Javier González

Personal information
- Full name: Javier Andrés González Tupper
- Date of birth: 26 February 1988 (age 38)
- Place of birth: Caracas, Venezuela
- Height: 1.85 m (6 ft 1 in)
- Position: Defender

Senior career*
- Years: Team / Apps / (Gls)
- 2006–2009: St. Francis Brooklyn Terriers / 68 / (6)
- 2010–2013: Deportivo Petare / 57 / (2)
- 2013–2014: Atlético Venezuela / 33 / (1)
- 2014–2015: Ñublense / 1 / (0)
- Total:  / 159 / (9)

International career
- 2006: Venezuela U20
- 2009: Venezuela

= Javier González (footballer, born 1988) =

Venezuelan footballer

Javier Andrés González Tupper (born 26 February 1988) is a Venezuelan former footballer who played as a defender.

==Career==
González began his collegiate career playing for the NCAA Division I St. Francis Brooklyn Terriers. He played all four years, from 2006 to 2009, as a defender and appeared in 68 matches for St. Francis, tallying six goals, four assists and 16 career points. While a member of the Terriers, González was selected to play for Venezuela's U-20 National Team at the South American Youth Championships in 2006. Gonzalez was also selected to travel with the Venezuela national team as they took on Mexico in an "international friendly" in Atlanta, Georgia on 25 June 2009. At the conclusion of the 2009 regular season with the Terriers, he was selected to the Northeast Conference All-Second Team as well as the NSCAA/Adidas All-North Atlantic Region Second Team. With Gonzalez anchoring the defense, the team qualified for the NEC Tournament, their first playoff appearance in nine years.

González then debuted professionally with Deportivo Petare and played three years with the club from 2010 to 2013. With Petare he logged 4,833 minutes while appearing in 57 matches. He scored his first professional goal on 6 November 2011, in the 76th minute against Yaracuyanos to lead Deportivo Petare to a 1–0 victory. The next season, he notched his second career goal in the 8th minute of a 3–1 victory against Real Esppor back on 19 August.

In 2013, González started in all thirty-three matches for Atlético Venezuela, logging a grand-total of 2,941 minutes while scoring the game-tying goal against Trujillanos back on 1 December 2013 at the Estadio Nacional Brigido Iriarte in Caracas.

In 2014, González reached a deal with Ñublense.

In 2016, González retired from football and was selected to participate in the 17th edition of the FIFA Master.
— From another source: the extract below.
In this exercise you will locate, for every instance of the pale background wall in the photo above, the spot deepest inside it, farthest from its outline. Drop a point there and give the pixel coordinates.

After graduating, he worked in Switzerland for Sportradar, and later moved to Asunción to work for FIFA's Development Office.

==Personal life==
González was born of a Venezuelan father, Luis Miguel González, and a mother of Chilean descent, María Tupper, who is the cousin of popular former Chilean footballer Raimundo Tupper. Since his maternal grandfather is Chilean, he holds the Chilean nationality by descent.